PUBLICATION

Rargb regulates organ laterality in a zebrafish model of right atrial isomerism

Authors
Garnaas, M.K., Cutting, C.C., Meyers, A., Kelsey, P.B., Harris, J.M., North, T.E., and Goessling, W.
ID
ZDB-PUB-120928-22
Date
2012
Source
Developmental Biology   372(2): 178-189 (Journal)
Registered Authors
Garnaas, Maija, Goessling, Wolfram, Harris, James, North, Trista
Keywords
retinoic acid, BMP, liver, laterality, organogenesis, zebrafish
MeSH Terms
  • Animals
  • Animals, Genetically Modified
  • Body Patterning
  • Embryo, Nonmammalian/metabolism
  • Gene Expression Regulation, Developmental*
  • Liver/embryology
  • Liver/metabolism
  • Mesoderm/metabolism*
  • Models, Animal
  • Nodal Protein/metabolism
  • Phenotype
  • Receptors, Retinoic Acid/genetics
  • Receptors, Retinoic Acid/metabolism*
  • Signal Transduction
  • Tretinoin/metabolism
  • Zebrafish/embryology*
  • Zebrafish/genetics
  • Zebrafish/metabolism*
  • Zebrafish Proteins/genetics
  • Zebrafish Proteins/metabolism*
PubMed
22982668 Full text @ Dev.

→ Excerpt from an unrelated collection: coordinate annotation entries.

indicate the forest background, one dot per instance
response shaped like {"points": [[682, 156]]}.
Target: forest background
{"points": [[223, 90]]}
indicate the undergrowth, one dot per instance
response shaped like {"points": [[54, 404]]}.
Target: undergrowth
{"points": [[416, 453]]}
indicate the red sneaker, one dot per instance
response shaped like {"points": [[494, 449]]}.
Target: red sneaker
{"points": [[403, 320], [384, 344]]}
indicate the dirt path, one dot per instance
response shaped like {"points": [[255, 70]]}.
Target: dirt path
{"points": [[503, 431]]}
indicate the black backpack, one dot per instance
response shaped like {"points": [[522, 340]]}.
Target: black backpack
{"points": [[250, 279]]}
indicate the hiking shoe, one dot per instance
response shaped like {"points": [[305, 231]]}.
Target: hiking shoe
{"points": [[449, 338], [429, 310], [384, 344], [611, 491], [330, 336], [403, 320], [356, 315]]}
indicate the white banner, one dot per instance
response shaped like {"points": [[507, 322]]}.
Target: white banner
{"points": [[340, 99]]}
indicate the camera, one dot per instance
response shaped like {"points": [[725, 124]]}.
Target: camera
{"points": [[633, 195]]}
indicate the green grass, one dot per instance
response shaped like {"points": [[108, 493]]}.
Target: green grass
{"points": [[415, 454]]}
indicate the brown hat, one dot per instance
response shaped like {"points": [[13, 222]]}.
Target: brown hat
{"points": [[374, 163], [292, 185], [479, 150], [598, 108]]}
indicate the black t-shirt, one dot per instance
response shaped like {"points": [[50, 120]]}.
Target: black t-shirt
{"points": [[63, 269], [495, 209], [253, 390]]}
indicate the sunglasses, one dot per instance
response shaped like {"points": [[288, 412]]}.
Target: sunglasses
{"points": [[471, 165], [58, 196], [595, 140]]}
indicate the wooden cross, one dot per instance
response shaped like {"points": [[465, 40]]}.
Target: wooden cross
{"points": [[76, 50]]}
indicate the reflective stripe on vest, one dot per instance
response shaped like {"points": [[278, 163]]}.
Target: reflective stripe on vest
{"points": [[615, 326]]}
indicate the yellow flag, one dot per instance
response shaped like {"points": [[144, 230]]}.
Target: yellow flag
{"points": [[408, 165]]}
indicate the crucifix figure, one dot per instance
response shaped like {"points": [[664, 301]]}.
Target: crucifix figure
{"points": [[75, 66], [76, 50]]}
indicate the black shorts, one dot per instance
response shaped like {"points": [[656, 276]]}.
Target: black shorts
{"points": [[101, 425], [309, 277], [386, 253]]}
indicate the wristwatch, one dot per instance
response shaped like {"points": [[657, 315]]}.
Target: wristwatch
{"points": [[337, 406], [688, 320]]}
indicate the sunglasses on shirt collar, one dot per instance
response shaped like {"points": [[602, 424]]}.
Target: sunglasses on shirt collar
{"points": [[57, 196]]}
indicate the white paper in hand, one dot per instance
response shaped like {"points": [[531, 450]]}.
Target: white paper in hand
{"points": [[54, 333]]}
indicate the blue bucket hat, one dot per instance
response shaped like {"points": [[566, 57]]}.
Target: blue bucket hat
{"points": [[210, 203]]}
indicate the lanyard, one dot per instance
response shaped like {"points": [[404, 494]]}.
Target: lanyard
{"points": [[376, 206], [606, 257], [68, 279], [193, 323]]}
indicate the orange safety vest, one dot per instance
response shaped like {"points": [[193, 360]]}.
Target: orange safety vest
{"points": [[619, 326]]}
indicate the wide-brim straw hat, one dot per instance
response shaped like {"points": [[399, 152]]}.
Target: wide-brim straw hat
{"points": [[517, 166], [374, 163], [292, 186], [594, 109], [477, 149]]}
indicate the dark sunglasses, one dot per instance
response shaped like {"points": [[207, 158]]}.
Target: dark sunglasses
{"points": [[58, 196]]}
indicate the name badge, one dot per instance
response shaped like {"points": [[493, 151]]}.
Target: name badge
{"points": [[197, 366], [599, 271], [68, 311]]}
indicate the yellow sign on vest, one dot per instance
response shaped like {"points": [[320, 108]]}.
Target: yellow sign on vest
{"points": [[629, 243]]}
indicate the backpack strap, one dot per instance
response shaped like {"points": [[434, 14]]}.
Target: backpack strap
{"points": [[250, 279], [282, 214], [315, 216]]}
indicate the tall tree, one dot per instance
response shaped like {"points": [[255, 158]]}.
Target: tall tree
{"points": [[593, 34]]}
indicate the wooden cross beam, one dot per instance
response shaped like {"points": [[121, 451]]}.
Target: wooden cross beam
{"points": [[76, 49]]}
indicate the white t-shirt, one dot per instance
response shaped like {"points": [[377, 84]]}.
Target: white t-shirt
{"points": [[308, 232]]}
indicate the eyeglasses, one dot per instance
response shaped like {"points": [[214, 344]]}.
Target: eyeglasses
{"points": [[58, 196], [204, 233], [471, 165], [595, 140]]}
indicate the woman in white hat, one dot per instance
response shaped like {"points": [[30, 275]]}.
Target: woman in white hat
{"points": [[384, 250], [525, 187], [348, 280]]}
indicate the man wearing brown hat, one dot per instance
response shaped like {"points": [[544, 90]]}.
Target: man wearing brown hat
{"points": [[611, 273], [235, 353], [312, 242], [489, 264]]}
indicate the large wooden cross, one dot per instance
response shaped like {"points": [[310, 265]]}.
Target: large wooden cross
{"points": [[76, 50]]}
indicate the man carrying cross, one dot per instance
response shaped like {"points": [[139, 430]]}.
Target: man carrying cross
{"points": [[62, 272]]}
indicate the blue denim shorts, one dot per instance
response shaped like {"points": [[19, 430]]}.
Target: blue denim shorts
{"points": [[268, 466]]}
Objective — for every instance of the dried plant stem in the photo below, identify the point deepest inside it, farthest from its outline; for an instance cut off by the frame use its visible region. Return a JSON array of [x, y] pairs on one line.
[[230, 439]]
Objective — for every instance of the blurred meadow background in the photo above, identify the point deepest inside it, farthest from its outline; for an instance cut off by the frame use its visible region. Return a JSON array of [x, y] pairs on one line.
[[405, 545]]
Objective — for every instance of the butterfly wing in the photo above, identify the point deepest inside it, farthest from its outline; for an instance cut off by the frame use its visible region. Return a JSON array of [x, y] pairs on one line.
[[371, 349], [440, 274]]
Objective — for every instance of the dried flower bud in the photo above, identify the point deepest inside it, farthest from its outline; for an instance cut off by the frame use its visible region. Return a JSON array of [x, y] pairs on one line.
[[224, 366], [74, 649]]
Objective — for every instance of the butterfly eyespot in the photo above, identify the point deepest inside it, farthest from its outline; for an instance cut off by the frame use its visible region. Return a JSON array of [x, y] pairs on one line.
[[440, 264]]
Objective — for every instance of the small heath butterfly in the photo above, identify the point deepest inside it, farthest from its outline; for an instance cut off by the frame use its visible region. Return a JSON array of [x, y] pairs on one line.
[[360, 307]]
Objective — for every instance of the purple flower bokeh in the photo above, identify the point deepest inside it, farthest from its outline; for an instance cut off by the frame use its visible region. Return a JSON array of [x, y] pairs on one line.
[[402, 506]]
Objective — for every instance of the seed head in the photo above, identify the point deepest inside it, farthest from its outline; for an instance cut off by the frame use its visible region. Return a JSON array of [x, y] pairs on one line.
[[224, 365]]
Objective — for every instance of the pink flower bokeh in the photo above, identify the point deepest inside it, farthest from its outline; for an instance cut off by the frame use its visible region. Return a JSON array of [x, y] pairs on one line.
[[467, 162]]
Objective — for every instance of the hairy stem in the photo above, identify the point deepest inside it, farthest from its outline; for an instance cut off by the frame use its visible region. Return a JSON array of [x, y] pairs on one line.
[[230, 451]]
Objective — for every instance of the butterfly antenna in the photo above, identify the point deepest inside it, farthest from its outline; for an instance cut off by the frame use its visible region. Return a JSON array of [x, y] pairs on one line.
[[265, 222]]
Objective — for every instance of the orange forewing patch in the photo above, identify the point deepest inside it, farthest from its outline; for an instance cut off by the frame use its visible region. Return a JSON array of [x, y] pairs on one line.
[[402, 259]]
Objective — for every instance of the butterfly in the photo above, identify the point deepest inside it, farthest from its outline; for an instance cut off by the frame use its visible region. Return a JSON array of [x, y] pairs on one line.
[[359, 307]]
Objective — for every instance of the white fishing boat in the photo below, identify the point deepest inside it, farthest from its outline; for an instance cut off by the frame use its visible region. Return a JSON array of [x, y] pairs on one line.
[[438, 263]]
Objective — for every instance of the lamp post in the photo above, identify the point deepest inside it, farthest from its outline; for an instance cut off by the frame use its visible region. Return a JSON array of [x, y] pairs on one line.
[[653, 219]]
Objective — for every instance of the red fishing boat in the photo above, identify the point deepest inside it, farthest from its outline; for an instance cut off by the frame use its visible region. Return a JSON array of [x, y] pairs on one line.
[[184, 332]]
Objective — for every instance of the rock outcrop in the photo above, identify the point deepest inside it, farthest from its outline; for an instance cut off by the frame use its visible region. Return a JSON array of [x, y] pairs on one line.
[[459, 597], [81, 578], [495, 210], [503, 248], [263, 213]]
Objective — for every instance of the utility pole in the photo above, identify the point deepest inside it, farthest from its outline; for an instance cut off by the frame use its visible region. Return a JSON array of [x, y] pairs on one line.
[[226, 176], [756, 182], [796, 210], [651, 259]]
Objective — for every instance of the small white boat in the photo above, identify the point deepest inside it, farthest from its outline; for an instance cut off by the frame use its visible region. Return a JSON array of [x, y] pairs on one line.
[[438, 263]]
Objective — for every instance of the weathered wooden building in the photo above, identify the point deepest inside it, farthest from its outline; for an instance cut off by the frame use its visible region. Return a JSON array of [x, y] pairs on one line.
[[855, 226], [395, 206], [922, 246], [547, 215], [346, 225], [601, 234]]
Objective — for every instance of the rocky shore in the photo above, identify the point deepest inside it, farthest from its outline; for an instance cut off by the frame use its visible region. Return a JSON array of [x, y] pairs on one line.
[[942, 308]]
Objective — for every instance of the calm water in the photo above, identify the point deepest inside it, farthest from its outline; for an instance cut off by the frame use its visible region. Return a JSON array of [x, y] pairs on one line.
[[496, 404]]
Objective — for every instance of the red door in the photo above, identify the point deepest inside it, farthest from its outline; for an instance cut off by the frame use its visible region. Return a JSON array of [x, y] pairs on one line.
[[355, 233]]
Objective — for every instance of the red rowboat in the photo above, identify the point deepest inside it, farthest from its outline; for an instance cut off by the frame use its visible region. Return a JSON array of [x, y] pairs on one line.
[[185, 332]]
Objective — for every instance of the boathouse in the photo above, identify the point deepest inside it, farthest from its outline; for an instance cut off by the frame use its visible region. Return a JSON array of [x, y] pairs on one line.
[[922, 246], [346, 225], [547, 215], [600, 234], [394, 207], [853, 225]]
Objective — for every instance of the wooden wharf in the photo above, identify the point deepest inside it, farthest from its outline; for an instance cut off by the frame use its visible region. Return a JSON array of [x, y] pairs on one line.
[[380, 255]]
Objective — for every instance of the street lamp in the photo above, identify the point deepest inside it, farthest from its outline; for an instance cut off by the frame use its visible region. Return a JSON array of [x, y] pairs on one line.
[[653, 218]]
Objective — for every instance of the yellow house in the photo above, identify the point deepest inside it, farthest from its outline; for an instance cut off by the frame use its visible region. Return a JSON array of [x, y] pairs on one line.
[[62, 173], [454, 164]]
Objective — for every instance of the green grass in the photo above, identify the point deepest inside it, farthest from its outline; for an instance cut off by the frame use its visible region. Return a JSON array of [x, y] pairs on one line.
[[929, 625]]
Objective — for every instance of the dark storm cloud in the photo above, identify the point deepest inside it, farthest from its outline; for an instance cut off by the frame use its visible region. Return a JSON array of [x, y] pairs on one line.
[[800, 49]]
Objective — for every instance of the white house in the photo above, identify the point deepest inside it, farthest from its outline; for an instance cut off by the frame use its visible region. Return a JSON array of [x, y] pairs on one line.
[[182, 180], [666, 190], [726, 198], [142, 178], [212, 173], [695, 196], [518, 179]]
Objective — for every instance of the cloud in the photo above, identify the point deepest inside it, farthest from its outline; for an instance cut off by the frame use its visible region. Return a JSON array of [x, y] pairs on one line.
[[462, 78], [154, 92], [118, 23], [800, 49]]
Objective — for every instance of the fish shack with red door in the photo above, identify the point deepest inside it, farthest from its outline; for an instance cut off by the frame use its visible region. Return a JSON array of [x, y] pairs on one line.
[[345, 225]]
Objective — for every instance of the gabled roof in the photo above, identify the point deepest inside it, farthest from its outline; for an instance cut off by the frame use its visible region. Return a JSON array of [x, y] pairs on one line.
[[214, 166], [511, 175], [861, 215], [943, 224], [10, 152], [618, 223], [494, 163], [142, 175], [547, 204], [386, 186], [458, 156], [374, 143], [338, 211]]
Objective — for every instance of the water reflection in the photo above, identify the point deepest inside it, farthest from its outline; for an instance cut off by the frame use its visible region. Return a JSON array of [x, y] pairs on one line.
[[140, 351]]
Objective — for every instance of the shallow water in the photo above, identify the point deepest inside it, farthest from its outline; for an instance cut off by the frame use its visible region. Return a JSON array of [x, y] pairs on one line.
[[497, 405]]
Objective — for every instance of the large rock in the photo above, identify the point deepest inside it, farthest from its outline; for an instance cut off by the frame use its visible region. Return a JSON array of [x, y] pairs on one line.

Biol.
Abstract

Developmental signals determine organ morphology and position during embryogenesis. To discover novel modifiers of liver development, we performed a chemical genetic screen in zebrafish and identified retinoic acid as a positive regulator of hepatogenesis. Knockdown of the four RA receptors revealed that all receptors affect liver formation, however specific receptors exert differential effects. Rargb knockdown results in bilateral livers but does not impact organ size, revealing a unique role for Rargb in conferring left–right positional information. Bilateral populations of hepatoblasts are detectable in rargb morphants, indicating Rargb acts during hepatic specification to position the liver, and primitive endoderm is competent to form liver on both sides. Hearts remain at the midline and gut looping is perturbed in rargb morphants, suggesting Rargb affects lateral plate mesoderm migration. Overexpression of Bmp during somitogenesis similarly results in bilateral livers and midline hearts, and inhibition of Bmp signaling rescues the rargb morphant phenotype, indicating Rargb functions upstream of Bmp to regulate organ sidedness. Loss of rargb causes biliary and organ laterality defects as well as asplenia, paralleling symptoms of the human condition right atrial isomerism. Our findings uncover a novel role for RA in regulating organ laterality and provide an animal model of one form of human heterotaxia.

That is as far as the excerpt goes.